Performance de bondage durante o Folsom Europe, em Berlim (Foto: Hal Paes | Revista Híbrida)

Berlim, talvez a mais cosmopolita das capitais europeias, é também a sede daquele que é o maior evento do continente – e talvez do mundo – voltado a fetiches sexuais: o Folsom Europe, festival que há 15 anos lota o bairro gay de Schonenberg com alegorias de subculturas ligadas ao BDSM e ao Leather (couro).

Normalmente, fantasias sexuais fazem parte daquilo que é relativo à sexualidade, mas não é visível: objetos, corpos, performances de gênero e narrativas reservam-se aos territórios privados ou aos cantos escuros das cidades. Mas em Berlim, que já foi conhecida como Sin City (Cidade do Pecado) e Metropolis of Vice (Metrópole do Vício), o Folsom representa exatamente a transgressão disso: é uma radical apropriação do espaço urbano como lugar de trânsito para desejos e fetiches variados, expostos a olho nu e ao ar livre.

Embora o Folsom Europe tenha começado oficialmente só em 2003, a cidade de Berlim já possuía há décadas outros eventos ligados a fetiches e, em especial, à cultura Leather. Naquele ano, entretanto, a estratégia foi adotar uma proposta parecida com a do evento de mesmo nome que acontece em São Francisco, nos EUA, com uma atração pública, gratuita e realizada durante o dia, na rua, para celebrar a liberdade sexual e os mais variados fetiches. Hoje, a programação atrai um público que cresce todos os anos e se desloca dos mais diferentes cantos do mundo.

Turista exibe faixa de "Mister Leather Belrim" durante o Folsom Europe (Foto: Hal Paes)
Jens Walker, “Mister Leather Belrim”, durante o Folsom Europe (Foto: Hal Paes)

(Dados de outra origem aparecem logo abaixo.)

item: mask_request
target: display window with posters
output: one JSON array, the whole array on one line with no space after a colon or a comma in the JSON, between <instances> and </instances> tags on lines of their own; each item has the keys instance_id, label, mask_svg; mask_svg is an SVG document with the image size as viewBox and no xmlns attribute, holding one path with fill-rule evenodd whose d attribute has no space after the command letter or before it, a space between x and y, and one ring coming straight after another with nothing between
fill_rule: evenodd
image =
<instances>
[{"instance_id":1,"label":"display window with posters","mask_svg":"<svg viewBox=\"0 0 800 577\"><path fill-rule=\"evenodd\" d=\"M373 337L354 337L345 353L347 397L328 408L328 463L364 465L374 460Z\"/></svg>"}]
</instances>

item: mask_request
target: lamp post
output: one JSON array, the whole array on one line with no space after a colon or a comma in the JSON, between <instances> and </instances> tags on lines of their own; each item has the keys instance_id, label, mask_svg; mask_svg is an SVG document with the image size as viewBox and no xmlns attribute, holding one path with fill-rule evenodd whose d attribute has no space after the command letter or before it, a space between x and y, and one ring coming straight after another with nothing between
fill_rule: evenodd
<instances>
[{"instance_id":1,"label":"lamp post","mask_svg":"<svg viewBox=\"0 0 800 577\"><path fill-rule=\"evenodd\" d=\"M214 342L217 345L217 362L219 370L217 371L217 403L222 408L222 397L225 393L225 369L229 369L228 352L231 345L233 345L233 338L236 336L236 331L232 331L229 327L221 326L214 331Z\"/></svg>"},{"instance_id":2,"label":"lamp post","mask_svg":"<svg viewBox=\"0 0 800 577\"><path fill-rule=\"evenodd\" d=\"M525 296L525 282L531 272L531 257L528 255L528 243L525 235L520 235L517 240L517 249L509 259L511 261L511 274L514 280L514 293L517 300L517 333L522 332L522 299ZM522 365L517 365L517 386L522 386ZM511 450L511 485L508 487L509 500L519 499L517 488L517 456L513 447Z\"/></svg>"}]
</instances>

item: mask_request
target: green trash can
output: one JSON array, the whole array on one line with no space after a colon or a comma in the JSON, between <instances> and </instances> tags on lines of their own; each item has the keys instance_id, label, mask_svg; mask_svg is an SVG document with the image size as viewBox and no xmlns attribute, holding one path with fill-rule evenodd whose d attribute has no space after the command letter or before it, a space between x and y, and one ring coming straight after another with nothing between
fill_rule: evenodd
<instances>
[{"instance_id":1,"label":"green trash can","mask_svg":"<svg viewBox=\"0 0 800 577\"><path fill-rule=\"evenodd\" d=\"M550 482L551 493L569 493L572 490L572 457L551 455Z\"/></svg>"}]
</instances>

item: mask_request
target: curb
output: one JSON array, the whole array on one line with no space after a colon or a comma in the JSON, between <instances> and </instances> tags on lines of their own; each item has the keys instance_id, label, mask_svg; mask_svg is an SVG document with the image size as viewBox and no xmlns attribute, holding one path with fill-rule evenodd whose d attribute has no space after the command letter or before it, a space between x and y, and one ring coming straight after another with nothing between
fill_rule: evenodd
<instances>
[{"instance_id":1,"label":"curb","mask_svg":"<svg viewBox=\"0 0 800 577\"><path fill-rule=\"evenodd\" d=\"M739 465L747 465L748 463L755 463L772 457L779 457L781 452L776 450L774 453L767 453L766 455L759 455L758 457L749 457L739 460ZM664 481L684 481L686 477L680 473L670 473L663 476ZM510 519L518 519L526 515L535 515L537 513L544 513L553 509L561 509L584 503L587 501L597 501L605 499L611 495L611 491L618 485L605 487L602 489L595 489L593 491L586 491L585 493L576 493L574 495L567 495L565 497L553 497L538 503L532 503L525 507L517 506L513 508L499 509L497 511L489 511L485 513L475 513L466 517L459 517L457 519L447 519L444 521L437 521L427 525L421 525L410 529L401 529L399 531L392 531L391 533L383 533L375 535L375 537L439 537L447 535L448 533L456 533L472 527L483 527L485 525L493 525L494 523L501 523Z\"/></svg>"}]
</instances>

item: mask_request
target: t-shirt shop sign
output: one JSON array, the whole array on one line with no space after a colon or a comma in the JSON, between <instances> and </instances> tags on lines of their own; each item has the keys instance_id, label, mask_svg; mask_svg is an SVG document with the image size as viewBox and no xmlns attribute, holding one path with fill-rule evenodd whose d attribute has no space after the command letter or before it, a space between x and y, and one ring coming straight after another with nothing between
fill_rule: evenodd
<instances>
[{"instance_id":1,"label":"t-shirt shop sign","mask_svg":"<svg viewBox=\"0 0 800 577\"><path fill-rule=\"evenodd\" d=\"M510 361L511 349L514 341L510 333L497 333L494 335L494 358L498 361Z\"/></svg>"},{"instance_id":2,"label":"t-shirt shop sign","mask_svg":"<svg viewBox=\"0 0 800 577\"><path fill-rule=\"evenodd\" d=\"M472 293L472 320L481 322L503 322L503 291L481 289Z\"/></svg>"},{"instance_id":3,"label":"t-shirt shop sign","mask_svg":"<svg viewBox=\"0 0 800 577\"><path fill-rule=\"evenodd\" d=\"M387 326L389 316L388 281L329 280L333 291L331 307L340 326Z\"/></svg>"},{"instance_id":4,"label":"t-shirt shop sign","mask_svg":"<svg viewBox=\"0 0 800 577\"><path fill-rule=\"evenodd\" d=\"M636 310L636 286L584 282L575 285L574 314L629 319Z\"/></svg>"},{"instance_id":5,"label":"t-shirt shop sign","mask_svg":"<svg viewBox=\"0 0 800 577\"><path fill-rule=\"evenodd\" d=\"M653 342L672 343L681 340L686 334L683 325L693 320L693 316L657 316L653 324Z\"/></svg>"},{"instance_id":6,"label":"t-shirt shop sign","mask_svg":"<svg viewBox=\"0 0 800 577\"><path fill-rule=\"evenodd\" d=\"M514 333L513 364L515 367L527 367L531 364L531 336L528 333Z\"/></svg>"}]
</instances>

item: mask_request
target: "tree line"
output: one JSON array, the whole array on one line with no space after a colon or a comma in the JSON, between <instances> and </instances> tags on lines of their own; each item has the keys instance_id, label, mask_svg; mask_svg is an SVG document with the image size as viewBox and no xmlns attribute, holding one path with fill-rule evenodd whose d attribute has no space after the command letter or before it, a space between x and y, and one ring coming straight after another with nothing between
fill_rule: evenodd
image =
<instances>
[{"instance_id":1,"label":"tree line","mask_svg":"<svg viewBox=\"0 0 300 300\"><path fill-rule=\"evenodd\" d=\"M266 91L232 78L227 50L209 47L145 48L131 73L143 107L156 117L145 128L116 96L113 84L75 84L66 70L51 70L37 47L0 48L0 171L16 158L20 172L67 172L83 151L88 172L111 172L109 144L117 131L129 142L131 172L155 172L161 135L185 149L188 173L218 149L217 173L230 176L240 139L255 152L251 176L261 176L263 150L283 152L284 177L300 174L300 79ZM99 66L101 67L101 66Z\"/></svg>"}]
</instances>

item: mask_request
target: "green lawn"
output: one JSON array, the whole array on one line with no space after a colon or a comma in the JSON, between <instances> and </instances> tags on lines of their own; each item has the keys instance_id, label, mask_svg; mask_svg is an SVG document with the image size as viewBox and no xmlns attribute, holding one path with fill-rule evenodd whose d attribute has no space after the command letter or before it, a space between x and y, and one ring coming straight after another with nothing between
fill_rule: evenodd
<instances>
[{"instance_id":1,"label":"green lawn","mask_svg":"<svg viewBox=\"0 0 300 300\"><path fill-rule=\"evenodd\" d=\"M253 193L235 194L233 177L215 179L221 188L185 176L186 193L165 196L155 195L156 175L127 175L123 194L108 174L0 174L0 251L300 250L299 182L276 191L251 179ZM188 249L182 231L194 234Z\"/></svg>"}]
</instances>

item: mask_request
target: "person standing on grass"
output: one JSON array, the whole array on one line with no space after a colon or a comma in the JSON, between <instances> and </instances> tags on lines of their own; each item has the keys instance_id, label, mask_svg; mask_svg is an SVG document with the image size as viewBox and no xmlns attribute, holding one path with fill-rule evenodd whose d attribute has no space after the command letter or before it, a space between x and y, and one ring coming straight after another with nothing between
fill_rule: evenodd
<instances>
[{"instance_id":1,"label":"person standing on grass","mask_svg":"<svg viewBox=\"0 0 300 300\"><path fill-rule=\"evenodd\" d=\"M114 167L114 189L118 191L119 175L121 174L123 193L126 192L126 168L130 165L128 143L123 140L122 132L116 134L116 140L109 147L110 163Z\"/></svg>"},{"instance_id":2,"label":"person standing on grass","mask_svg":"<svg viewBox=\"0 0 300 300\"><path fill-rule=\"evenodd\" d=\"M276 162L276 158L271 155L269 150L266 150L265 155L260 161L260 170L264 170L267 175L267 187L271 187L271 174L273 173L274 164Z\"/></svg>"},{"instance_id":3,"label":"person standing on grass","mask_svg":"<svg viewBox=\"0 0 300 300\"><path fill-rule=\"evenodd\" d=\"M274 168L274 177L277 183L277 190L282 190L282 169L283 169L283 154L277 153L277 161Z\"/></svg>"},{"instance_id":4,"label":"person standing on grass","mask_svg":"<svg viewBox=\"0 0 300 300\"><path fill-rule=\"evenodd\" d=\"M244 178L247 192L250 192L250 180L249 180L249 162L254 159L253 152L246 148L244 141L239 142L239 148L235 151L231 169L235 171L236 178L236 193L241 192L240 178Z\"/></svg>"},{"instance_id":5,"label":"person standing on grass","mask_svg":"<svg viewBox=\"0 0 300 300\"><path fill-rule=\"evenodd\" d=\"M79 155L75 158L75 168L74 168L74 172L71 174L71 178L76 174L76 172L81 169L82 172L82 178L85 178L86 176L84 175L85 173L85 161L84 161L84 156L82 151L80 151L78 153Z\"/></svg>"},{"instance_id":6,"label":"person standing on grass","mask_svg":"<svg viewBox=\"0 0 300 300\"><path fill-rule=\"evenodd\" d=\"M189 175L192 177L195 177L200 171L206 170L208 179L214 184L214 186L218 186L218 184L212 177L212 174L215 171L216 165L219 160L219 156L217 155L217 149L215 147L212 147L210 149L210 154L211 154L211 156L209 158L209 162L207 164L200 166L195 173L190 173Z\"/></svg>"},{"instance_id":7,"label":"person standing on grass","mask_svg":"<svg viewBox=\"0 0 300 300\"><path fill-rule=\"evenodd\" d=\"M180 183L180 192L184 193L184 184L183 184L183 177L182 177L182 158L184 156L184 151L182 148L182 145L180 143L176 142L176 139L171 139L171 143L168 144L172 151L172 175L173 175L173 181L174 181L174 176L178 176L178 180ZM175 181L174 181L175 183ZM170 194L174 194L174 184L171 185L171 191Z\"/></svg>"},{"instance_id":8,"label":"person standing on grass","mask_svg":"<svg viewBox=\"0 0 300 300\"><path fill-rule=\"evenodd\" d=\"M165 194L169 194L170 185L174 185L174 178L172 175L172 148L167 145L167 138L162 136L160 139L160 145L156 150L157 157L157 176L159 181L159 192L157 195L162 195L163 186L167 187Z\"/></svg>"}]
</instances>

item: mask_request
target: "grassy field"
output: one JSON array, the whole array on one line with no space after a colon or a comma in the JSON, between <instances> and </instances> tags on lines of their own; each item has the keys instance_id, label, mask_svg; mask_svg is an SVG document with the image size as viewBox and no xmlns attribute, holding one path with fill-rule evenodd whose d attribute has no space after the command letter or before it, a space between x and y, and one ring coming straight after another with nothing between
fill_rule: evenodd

Glossário de fetiches sexuais

Para transitar pelo festival e mergulhar nesse universo é preciso compreender antes uma nova linguagem e um novo vocabulário, já que muitos fetiches possuem nomes e códigos próprios. Por exemplo, a sigla BDSM significa bondage, disciplina, sadismo e masoquismo; bondage é o uso de cordas ou objetos que possam manter a pessoa imobilizada durante o ato sexual; a disciplina é a obediência, materializada na existência de um dominador e de um submisso (escravo); o sadismo se refere ao ato de infligir dor para sentir prazer; e o masoquismo é sentir dor como forma de obter ou aumentar o próprio prazer.

Em meio ao Folsom Europe, rapaz passeia pelas ruas de Schonenberg com vestimentas de BDSM (Foto: Hal Paes | Revista Híbrida)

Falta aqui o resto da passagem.